I like the emotional maps at Hyperbole and a Half for “being a menace” and “this is why I’ll never be an adult” for getting past the formal content of emotional life and into the reptile brain of self-aggrandizing ego mania churning beneath the surface. So silly, but absolutely true to life.

I’ve tried to hint at how the “psychopathology of everyday life” accounts for innocuous modes of compartmentalizing in ways that are shockingly similar to traumatic repression in rigidity and potential for causing consequential confusion. The routine ambit of everyday life in and out of cognitive cubicle spaces of situational vocabularies can limit personally significant conversations as brutally as a meager command of phrasebook English, in its own peculiar way.


This ad hoc compartmentalizing artificially shoehorns our conversational and productive lives into topical received wisdom recitatives that barely apply to our own situation at all in most instances, our own lives being more multidimensional than poorly-operationalized interdisciplinarity allows. The simple explanation for wanting a “theory of everything” is wanting to erode these psychosocial barriers, so that interdisciplinarity comes naturally as needed, and our intuitions are more trustworthy (with fewer paradigm-scale caveats).

Emotions are simultaneously impacted by various compartments of intersubjective experience, and can be unpredictable when the emotion seeming to be provoked by one compartment of our lives manifests in a different one.

On my walk to work I thought of seven different dimensions within discrete emotions. There’s no special reason for stopping at seven of them, it’s just as many as I could possibly think of in a one hour walk. Some of these are peripheral to the content of an emotional response, but all of them add context to the unconscious decisions we make about how to feel when something happens to us.

1. Arousal level – Composure level and intensity of feeling

2. Valence – Pleased or displeased

3. Values – The highly personal intellectual content of the evaluative response

4. Attitude – Specific expectations and assumptions about interpersonal space

5. Posture – Dominant or submissive and more or less egalitarian

6. Privacy level – Degree to which feelings are either broadcast or suppressed

7. Certainty – Level of confidence in the information giving rise to these feelings

Arousal level and emotional valence can be mapped together like a point or vector on a matrix. A celebratory mood is both highly aroused and pleased, a melancholy mood the opposite. Depression is related to anger in that both are negative in valence, and a change in arousal level can lead to a transition from one to the other.
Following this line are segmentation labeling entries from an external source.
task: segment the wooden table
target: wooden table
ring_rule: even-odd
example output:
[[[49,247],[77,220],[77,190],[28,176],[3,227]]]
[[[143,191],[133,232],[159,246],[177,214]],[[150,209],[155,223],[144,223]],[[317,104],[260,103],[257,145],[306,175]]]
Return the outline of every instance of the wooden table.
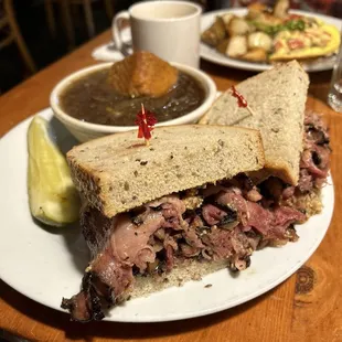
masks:
[[[53,86],[70,73],[94,64],[92,50],[107,40],[109,32],[2,95],[0,136],[47,107]],[[209,63],[202,63],[201,67],[214,78],[221,90],[253,75]],[[329,81],[329,72],[312,75],[310,94],[325,100]],[[67,314],[45,308],[0,281],[0,328],[31,341],[342,341],[342,162],[339,159],[342,156],[342,115],[318,99],[309,98],[308,106],[325,113],[330,125],[335,212],[318,250],[282,285],[237,308],[203,318],[156,324],[93,322],[82,325],[70,322]],[[15,248],[15,242],[9,244]]]

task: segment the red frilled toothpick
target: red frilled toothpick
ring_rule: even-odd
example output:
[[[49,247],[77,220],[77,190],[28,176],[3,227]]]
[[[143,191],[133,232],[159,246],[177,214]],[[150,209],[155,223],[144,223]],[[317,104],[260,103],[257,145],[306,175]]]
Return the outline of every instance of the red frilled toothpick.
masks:
[[[137,114],[136,125],[139,126],[138,138],[143,138],[147,146],[149,146],[149,140],[152,138],[151,131],[156,124],[157,119],[154,115],[149,110],[145,110],[141,104],[141,111]]]
[[[248,106],[247,100],[245,97],[238,93],[235,88],[235,86],[232,86],[232,95],[237,99],[237,106],[241,108],[247,108],[247,110],[250,113],[250,115],[255,115],[253,109]]]

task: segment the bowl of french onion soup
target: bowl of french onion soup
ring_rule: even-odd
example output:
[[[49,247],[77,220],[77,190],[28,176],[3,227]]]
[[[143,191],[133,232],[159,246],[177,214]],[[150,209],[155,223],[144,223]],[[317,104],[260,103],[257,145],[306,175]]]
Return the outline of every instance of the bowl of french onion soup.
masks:
[[[143,107],[156,126],[196,122],[212,106],[216,86],[191,66],[136,52],[62,79],[50,97],[54,115],[81,141],[137,129]]]

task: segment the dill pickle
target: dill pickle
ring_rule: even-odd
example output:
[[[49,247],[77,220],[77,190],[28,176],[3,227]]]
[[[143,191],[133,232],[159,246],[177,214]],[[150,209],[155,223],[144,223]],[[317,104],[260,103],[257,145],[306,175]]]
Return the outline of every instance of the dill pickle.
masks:
[[[28,130],[28,191],[33,217],[52,226],[78,218],[79,196],[65,157],[50,136],[49,121],[35,116]]]

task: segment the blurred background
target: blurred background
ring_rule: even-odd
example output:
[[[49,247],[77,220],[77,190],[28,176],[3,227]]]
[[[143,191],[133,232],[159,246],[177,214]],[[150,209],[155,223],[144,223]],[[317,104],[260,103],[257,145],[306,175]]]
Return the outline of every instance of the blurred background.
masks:
[[[0,94],[109,29],[133,0],[0,0]],[[204,11],[255,0],[197,0]],[[274,0],[259,0],[271,4]],[[342,0],[291,0],[291,8],[342,18]]]

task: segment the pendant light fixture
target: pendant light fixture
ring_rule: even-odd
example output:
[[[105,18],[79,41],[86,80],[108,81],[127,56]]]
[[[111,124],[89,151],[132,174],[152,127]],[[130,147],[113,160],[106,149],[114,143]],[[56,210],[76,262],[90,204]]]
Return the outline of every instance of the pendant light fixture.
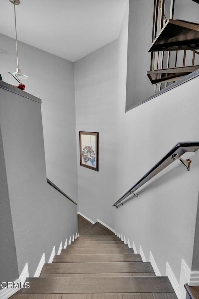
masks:
[[[16,35],[16,12],[15,12],[15,5],[18,5],[20,3],[19,0],[9,0],[9,1],[13,4],[14,4],[14,15],[15,15],[15,40],[16,40],[16,59],[17,63],[17,67],[16,70],[16,71],[14,73],[12,73],[12,74],[16,76],[20,77],[22,79],[27,79],[28,77],[26,75],[22,74],[21,72],[21,70],[19,67],[19,59],[18,58],[18,48],[17,47],[17,39]]]

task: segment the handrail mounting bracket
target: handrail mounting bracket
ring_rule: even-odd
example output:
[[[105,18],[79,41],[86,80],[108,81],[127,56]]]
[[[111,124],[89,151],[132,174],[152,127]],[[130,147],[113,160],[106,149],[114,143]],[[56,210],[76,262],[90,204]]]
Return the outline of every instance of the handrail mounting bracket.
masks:
[[[180,157],[180,154],[175,154],[172,155],[172,159],[173,160],[178,159],[179,160],[187,167],[187,170],[189,171],[190,164],[192,163],[191,160],[187,159],[187,160],[184,160]]]

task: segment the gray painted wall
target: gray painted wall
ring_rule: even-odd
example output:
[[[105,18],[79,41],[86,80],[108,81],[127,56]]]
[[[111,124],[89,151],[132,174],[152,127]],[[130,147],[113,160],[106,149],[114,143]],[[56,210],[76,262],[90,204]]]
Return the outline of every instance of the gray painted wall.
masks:
[[[125,30],[123,33],[127,40]],[[118,69],[123,95],[119,108],[122,112],[127,53],[126,44],[120,45]],[[118,160],[116,199],[177,142],[198,140],[199,80],[121,113],[118,152],[126,159]],[[168,262],[178,281],[182,259],[192,267],[198,194],[199,152],[184,155],[192,161],[189,173],[175,162],[138,190],[137,199],[132,197],[114,210],[115,229],[129,239],[131,246],[134,241],[138,251],[141,245],[147,260],[151,251],[162,275]]]
[[[53,247],[57,253],[61,241],[63,246],[66,238],[68,240],[77,231],[77,206],[46,182],[40,104],[1,88],[0,92],[0,121],[18,272],[27,262],[32,276],[43,253],[48,262]],[[11,238],[13,233],[11,231]],[[1,267],[1,272],[9,273],[7,278],[12,281],[12,267]]]
[[[150,70],[153,0],[130,0],[126,109],[150,97],[154,88],[147,75]]]
[[[19,66],[29,78],[25,91],[42,99],[48,178],[78,201],[73,63],[19,42]],[[16,84],[8,74],[16,67],[15,40],[0,34],[3,80]]]
[[[0,127],[0,282],[19,277],[4,153]],[[2,241],[3,240],[3,241]],[[2,271],[2,269],[3,271]],[[11,272],[11,269],[12,269]],[[11,280],[10,280],[11,279]],[[1,288],[0,287],[0,289]]]

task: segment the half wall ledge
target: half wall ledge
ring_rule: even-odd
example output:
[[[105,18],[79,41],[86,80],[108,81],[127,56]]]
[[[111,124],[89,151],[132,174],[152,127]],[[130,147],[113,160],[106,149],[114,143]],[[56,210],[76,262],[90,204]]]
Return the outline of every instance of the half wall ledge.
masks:
[[[188,75],[187,75],[183,78],[182,78],[182,79],[180,79],[180,80],[178,81],[176,81],[174,83],[173,83],[173,84],[171,84],[171,85],[167,86],[167,87],[166,87],[163,89],[162,89],[162,90],[160,90],[160,91],[158,92],[157,93],[153,95],[151,97],[148,97],[145,100],[145,101],[140,102],[140,103],[138,103],[138,104],[136,104],[136,105],[135,105],[135,106],[133,106],[131,108],[126,110],[125,113],[128,112],[128,111],[130,111],[130,110],[132,110],[133,108],[135,108],[138,106],[141,105],[142,104],[144,104],[146,102],[148,102],[148,101],[150,101],[150,100],[152,100],[154,98],[156,97],[158,97],[158,96],[159,96],[160,95],[162,94],[163,93],[166,93],[167,92],[169,91],[169,90],[170,90],[171,89],[173,89],[173,88],[175,88],[175,87],[177,87],[177,86],[178,86],[180,85],[181,85],[181,84],[183,84],[186,82],[187,82],[187,81],[189,81],[189,80],[191,80],[192,79],[193,79],[194,78],[196,78],[196,77],[197,77],[198,76],[199,76],[199,69],[197,69],[194,72],[193,72]]]
[[[41,100],[39,98],[39,97],[37,97],[35,96],[33,96],[32,94],[30,93],[28,93],[23,90],[21,90],[16,87],[15,87],[13,86],[10,84],[2,81],[2,80],[0,80],[0,88],[2,88],[3,89],[5,89],[6,90],[8,90],[11,93],[16,93],[16,94],[19,94],[24,97],[25,97],[27,99],[29,99],[29,100],[31,100],[32,101],[34,101],[35,102],[37,102],[41,104]]]

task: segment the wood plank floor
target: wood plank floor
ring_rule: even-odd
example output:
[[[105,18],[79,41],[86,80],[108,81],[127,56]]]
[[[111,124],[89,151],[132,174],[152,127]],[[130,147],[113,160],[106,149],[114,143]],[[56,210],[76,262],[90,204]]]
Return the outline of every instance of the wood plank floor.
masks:
[[[19,294],[173,292],[168,278],[144,276],[28,278]]]
[[[101,224],[78,215],[79,237],[12,299],[177,299],[166,277]]]
[[[55,255],[53,263],[85,263],[100,262],[141,262],[139,254],[62,254]]]

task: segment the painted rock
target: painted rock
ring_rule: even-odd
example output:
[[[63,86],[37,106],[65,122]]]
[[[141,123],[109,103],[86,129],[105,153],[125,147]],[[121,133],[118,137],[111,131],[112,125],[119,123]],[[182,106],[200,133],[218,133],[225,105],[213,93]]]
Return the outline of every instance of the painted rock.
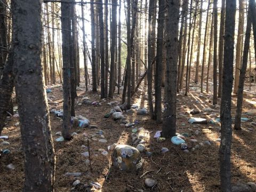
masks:
[[[127,172],[137,171],[143,164],[143,159],[139,150],[127,145],[117,146],[111,158],[115,167]]]
[[[179,145],[181,143],[186,143],[184,140],[177,136],[173,137],[172,139],[171,139],[171,141],[172,141],[172,143],[175,145]]]

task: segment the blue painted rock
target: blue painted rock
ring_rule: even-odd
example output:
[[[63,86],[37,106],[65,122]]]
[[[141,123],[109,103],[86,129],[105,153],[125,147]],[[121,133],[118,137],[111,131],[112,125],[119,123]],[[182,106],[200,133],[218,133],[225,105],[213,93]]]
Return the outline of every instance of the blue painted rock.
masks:
[[[127,145],[117,146],[111,158],[114,166],[127,172],[138,170],[143,164],[143,159],[139,150]]]
[[[174,136],[171,139],[172,142],[175,145],[179,145],[186,143],[185,141],[178,137]]]

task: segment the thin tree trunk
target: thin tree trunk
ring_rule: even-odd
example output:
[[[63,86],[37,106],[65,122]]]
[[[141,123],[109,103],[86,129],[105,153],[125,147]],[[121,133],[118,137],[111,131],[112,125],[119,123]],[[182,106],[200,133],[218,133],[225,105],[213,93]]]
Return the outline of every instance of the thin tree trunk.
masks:
[[[195,83],[198,82],[199,64],[200,63],[200,51],[201,46],[201,30],[202,30],[202,18],[203,14],[203,0],[201,1],[200,13],[199,14],[199,29],[198,29],[198,42],[197,44],[197,54],[196,55],[196,74],[195,76]]]
[[[119,1],[119,18],[118,18],[118,93],[120,93],[120,86],[122,75],[122,60],[121,60],[121,0]]]
[[[91,1],[91,22],[92,35],[92,91],[97,91],[97,74],[95,56],[95,23],[94,23],[94,0]]]
[[[169,0],[168,25],[166,41],[167,62],[165,92],[168,94],[165,101],[163,120],[163,136],[175,135],[176,98],[179,34],[179,1]]]
[[[231,93],[233,82],[234,39],[236,1],[226,2],[222,91],[220,109],[221,138],[219,150],[220,187],[222,191],[231,191],[230,153],[232,139],[231,126]]]
[[[244,41],[244,53],[243,54],[243,62],[240,70],[239,79],[238,90],[237,92],[237,101],[236,103],[236,118],[235,119],[234,129],[236,130],[241,129],[241,115],[243,107],[243,99],[244,93],[244,83],[246,72],[247,62],[248,60],[248,52],[250,49],[250,38],[251,30],[252,28],[251,15],[250,9],[251,4],[249,3],[249,14],[247,19],[246,31],[245,33],[245,39]]]
[[[104,97],[108,97],[108,1],[105,0],[105,91]]]
[[[225,0],[221,1],[221,11],[220,12],[220,36],[219,37],[219,87],[218,97],[221,97],[222,89],[222,68],[223,68],[223,51],[224,46],[224,25],[225,21]]]
[[[218,102],[218,84],[217,84],[217,45],[218,45],[218,0],[213,0],[213,12],[214,15],[214,24],[213,31],[213,101],[212,104],[217,104]]]
[[[209,45],[209,57],[208,58],[208,67],[207,68],[207,77],[206,77],[206,92],[209,91],[209,73],[210,66],[212,62],[212,44],[213,43],[213,22],[214,22],[213,12],[212,13],[212,21],[211,24],[211,32],[210,35],[210,45]]]
[[[235,68],[235,81],[233,93],[237,93],[239,84],[239,74],[241,59],[241,44],[244,33],[244,4],[243,0],[239,0],[239,22],[236,42],[236,68]]]
[[[205,30],[204,32],[204,48],[203,50],[203,61],[202,62],[202,73],[201,73],[201,93],[203,93],[203,83],[204,83],[204,64],[205,63],[205,60],[206,60],[206,47],[207,44],[208,43],[207,41],[207,29],[208,29],[208,20],[209,17],[209,10],[211,6],[211,0],[208,1],[208,6],[207,8],[207,13],[206,13],[206,21],[205,22]],[[211,19],[211,18],[210,18]]]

Attitude and posture are more peripheral issues, but so many of our emotions are about someone rather than something, or about both, that I decided they belong on the list. Certainty level and privacy are information theory details, but emotions are tells in information handling games and it feels different to suppress an emotion than to express it freely, so I think the emotion itself is affected by these contingencies.

I can imagine doing a script analysis of Hamlet in which each of these dimensions could be described for each beat of the play, so I think it’s a pretty sound model of the internal structure of an emotion. But I haven’t played with it very much yet, I’m just treating it as food for thought. It helps me operationalize the problem compartmentalizing poses to reflective self-analysis.